Two's Complement And Weird Bit Widths

In a couple of previous audio articles, I’ve covered how PCM data is stored as two’s complement integers while glossing over what two’s complement is. This was done to avoid going off-topic. Well, now we’re going to get into that subject and get hands-on with the topic.

Before going into the details, an explanation of what two’s complement is in a nutshell: it’s the most popular way computers represent negative integers on modern computers. If you’re not sure if your processor uses two’s complement or not, then it does.
A large prerequisite for this article and the code samples is understanding bitwise operations – specifically the Shifting operators, the AND operator, and the OR operator. These should not be confused with boolean data type operators – which are similar but serve a different purpose. And for simplicity, we’re going to overlook the topic of endianness (and use little-endian).

Table of Contents

How Computers Represent Integers
Negative Numbers
Bit Masks
Signed Magnitude Representation
Two’s Complement
How To Use Two’s Complement
Weird Widths In Files
- Two’s Complement Nibble
  - In The Wild
  - Demo
- Two’s Complement For 24 Bit Integers
  - In The Wild
  - Demo

How Computers Represent Integers

Let’s start with the basics of how integers are represented to get the ball rolling, and we’ll segue from there.

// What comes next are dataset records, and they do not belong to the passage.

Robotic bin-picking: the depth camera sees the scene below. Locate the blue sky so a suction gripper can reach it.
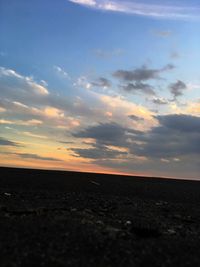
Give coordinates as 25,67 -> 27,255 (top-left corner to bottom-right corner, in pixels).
0,0 -> 200,178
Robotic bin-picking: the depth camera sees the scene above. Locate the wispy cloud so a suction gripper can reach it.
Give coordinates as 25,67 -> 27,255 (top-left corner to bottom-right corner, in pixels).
69,0 -> 200,19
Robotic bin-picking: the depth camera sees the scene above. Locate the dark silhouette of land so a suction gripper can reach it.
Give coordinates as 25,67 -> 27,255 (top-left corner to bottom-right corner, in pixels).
0,167 -> 200,267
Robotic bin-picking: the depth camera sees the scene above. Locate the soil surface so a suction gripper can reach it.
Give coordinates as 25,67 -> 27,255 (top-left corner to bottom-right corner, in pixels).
0,168 -> 200,267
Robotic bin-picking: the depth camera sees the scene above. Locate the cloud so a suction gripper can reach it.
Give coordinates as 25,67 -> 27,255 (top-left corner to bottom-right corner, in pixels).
152,31 -> 172,38
131,114 -> 200,158
120,82 -> 155,95
0,137 -> 19,147
169,80 -> 187,99
113,64 -> 175,82
12,153 -> 62,161
0,67 -> 49,105
128,114 -> 144,121
23,132 -> 48,139
71,144 -> 128,160
69,0 -> 200,20
152,97 -> 168,105
0,119 -> 43,126
73,114 -> 200,163
54,66 -> 70,79
91,77 -> 112,89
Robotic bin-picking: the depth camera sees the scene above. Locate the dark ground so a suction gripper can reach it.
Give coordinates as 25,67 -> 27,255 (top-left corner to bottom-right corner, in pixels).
0,168 -> 200,267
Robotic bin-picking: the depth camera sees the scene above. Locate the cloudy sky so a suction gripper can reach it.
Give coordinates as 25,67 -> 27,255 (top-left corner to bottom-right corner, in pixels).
0,0 -> 200,178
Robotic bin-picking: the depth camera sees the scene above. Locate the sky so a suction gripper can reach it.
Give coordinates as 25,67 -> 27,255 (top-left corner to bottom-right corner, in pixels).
0,0 -> 200,179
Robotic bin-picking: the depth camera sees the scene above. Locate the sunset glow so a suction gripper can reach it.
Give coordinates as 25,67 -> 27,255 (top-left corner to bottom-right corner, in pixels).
0,0 -> 200,179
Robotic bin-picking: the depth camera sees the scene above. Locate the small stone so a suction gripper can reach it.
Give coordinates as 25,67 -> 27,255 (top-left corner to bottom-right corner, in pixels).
125,221 -> 132,226
4,192 -> 11,197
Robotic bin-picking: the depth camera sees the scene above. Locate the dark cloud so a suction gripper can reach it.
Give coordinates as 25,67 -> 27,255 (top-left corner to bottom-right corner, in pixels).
152,98 -> 168,105
91,77 -> 112,88
169,80 -> 187,99
74,114 -> 200,163
121,82 -> 155,95
128,114 -> 144,121
131,114 -> 200,158
73,122 -> 140,146
157,114 -> 200,134
113,64 -> 175,82
0,137 -> 19,146
71,144 -> 128,160
13,153 -> 62,161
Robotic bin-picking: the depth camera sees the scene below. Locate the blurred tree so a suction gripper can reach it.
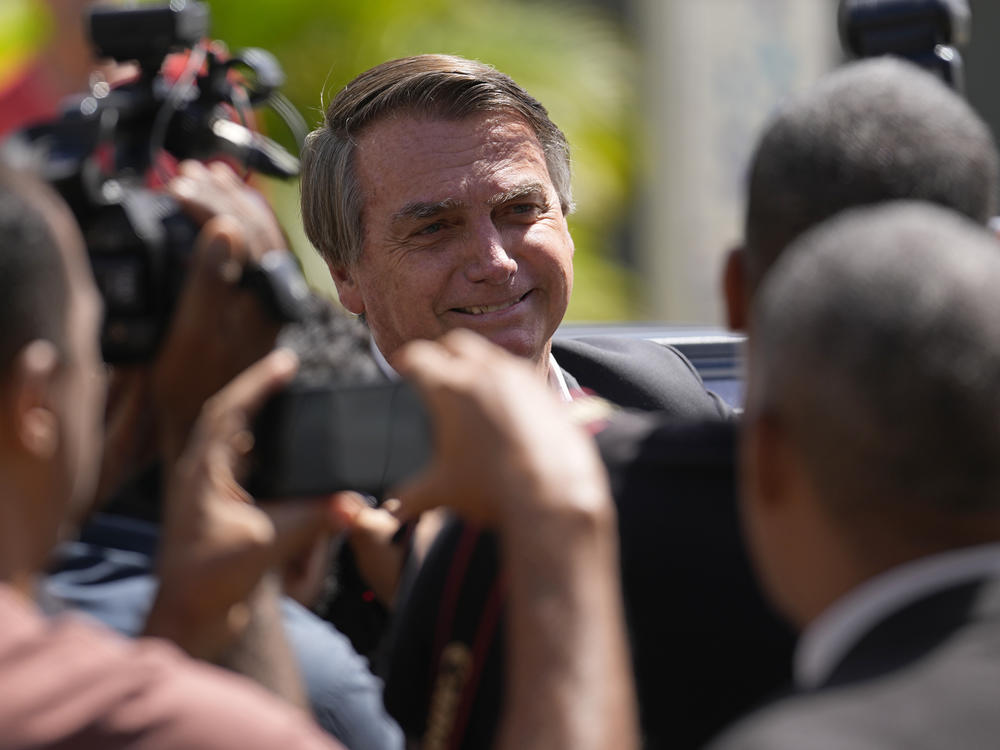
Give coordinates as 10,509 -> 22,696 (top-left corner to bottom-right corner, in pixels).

Computer integers are stored as a collection of bits and represent a base 2 number system (binary). Each bit is either a 0 or a 1, and each additional significant bit added represents an added power-of-two contribution (1, 2, 4, 8, 16, etc.). This is analogous to the base 10 system (decimal) we’re familiar with, where each digit can be 0 – 9, and each additional significant digit added represents an added power-of-10 contribution (1, 10, 100, 1000, 10000, etc.).

Two diagrams showing the similarities and differences between base 10 and base 2 number systems. The example values used are 935 for decimal, and 6 for binary.

So in the same way the number 935 is constructed as 9 * 100 + 3 * 10 + 5 * 1, the binary value 110 can be constructed as 1 * 4 + 1 * 2 + 0 * 1 (giving us a decimal value of 6). And the largest number we can represent in binary is limited by how many bits we use to represent a number.

Negative Numbers

But, this only gives us a system for representing positive numbers. What about negative numbers? This is solved by making the highest bit, also called the most significant bit (MSB), the sign bit:

The highest valued bit is reinterpreted as the sign (i.e., if the value is positive or negative).
The rest of the lower bits represent the magnitude (i.e., absolute value).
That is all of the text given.